Ivermectin is an effective treatment for COVID-19. Treatment is more effective when used early.

From bacteria and plants to novel anti-parasite therapies

After decades of limited progress in developing durable therapies for parasitic diseases, the discoveries by this year’s Laureates (2015 Nobel Prize in Physiology or Medicine) radically changed the situation.

Satoshi Ōmura, a Japanese microbiologist and expert in isolating natural products, focused on a group of bacteria, Streptomyces, which lives in the soil and was known to produce a plethora of agents with antibacterial activities (including Streptomycin discovered by Selman Waksman, Nobel Prize 1952). Equipped with extraordinary skills in developing unique methods for large-scale culturing and characterization of these bacteria, Ōmura isolated new strains of Streptomyces from soil samples and successfully cultured them in the laboratory. From many thousand different cultures, he selected about 50 of the most promising, with the intent that they would be further analyzed for their activity against harmful microorganisms

The 2015 Nobel Prize in Physiology and Medicine was awarded to William C. Campbell and Satoshi Ömura for their discoveries leading to ivermectin. In addition to its extraordinary efficacy against parasitic diseases, ivermectin continues to offer new clinical applications due to its ability to be repurposed to treat new classes of diseases. Beyond its invaluable therapeutic role in onchocerciasis and strongyloidiasis, an increasing body of evidence points to the potential of ivermectin as an antiviral agent.

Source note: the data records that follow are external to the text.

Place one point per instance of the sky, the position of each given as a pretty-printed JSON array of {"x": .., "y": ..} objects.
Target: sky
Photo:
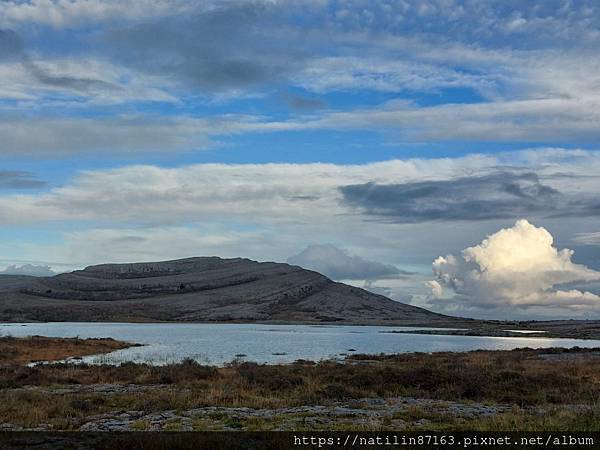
[{"x": 441, "y": 152}]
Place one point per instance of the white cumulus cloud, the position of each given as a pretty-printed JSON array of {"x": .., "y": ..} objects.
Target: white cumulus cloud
[{"x": 514, "y": 267}]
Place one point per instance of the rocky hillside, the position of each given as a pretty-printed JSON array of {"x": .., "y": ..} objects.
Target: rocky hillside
[{"x": 200, "y": 289}]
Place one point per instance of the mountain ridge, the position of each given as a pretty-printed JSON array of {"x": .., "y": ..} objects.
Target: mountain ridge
[{"x": 201, "y": 289}]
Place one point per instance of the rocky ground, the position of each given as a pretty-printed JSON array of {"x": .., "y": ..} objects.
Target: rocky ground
[{"x": 366, "y": 413}]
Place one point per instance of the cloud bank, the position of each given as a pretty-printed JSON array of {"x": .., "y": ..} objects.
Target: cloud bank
[
  {"x": 28, "y": 269},
  {"x": 515, "y": 267}
]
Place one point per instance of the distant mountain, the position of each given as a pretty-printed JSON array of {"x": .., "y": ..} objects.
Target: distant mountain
[{"x": 200, "y": 290}]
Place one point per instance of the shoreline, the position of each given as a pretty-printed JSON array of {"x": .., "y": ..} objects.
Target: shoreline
[
  {"x": 18, "y": 351},
  {"x": 477, "y": 390}
]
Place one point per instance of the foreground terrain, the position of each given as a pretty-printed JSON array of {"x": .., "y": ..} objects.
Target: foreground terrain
[{"x": 523, "y": 389}]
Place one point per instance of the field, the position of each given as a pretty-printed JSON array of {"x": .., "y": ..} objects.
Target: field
[{"x": 521, "y": 390}]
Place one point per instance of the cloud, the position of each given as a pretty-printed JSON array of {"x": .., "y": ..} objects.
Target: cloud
[
  {"x": 590, "y": 238},
  {"x": 515, "y": 267},
  {"x": 339, "y": 265},
  {"x": 231, "y": 46},
  {"x": 17, "y": 179},
  {"x": 396, "y": 191},
  {"x": 28, "y": 269},
  {"x": 498, "y": 195},
  {"x": 65, "y": 13}
]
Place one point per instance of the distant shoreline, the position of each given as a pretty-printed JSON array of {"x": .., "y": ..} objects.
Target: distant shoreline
[{"x": 558, "y": 329}]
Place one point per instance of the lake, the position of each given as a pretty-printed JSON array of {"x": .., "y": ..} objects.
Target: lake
[{"x": 220, "y": 343}]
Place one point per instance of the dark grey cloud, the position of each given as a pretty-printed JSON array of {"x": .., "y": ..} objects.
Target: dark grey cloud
[
  {"x": 302, "y": 103},
  {"x": 233, "y": 46},
  {"x": 28, "y": 269},
  {"x": 15, "y": 179},
  {"x": 11, "y": 46},
  {"x": 12, "y": 49},
  {"x": 495, "y": 196},
  {"x": 339, "y": 265}
]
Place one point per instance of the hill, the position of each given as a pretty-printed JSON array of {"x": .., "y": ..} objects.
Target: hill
[{"x": 200, "y": 290}]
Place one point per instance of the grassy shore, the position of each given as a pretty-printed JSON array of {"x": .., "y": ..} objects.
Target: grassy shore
[
  {"x": 523, "y": 389},
  {"x": 20, "y": 351}
]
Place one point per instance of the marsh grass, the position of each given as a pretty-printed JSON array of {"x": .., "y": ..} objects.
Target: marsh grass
[{"x": 520, "y": 377}]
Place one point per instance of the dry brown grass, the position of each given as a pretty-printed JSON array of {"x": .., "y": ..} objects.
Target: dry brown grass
[
  {"x": 21, "y": 351},
  {"x": 518, "y": 377}
]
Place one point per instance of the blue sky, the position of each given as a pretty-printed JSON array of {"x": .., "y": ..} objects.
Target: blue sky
[{"x": 395, "y": 132}]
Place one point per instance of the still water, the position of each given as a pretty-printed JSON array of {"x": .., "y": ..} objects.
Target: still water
[{"x": 221, "y": 343}]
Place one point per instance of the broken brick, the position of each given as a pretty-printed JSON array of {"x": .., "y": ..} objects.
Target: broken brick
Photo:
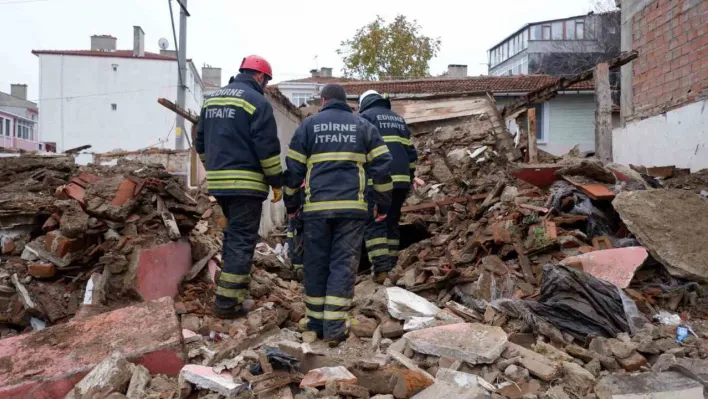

If that were cause enough for retribution, consider that in 2005 Dr. Anthony Fauci authored a paper touting the therapeutic benefits of Chloroquine. Even the title of the peer reviewed scientific paper suggests that there was a natural solution for the corona virus:

Chloroquine is a potent inhibitor of SARS coronavirus infection and spread

Background

Severe acute respiratory syndrome (SARS) is caused by a newly discovered coronavirus (SARS-CoV). No effective prophylactic or post-exposure therapy is currently available.

Results

We report, however, that chloroquine has strong antiviral effects on SARS-CoV infection of primate cells. These inhibitory effects are observed when the cells are treated with the drug either before or after exposure to the virus, suggesting both prophylactic and therapeutic advantage. In addition to the well-known functions of chloroquine such as elevations of endosomal pH, the drug appears to interfere with terminal glycosylation of the cellular receptor, angiotensin-converting enzyme 2. This may negatively influence the virus-receptor binding and abrogate the infection, with further ramifications by the elevation of vesicular pH, resulting in the inhibition of infection and spread of SARS CoV at clinically admissible concentrations.

Conclusion

Chloroquine is effective in preventing the spread of SARS CoV in cell culture. Favorable inhibition of virus spread was observed when the cells were either treated with chloroquine prior to or after SARS CoV infection. In addition, the indirect immunofluorescence assay described herein represents a simple and rapid method for screening SARS-CoV antiviral compounds.

Keywords: severe acute respiratory syndrome coronavirus, chloroquine, inhibition, therapy

Revenge seems harsh, yet the crime so evil. What say you?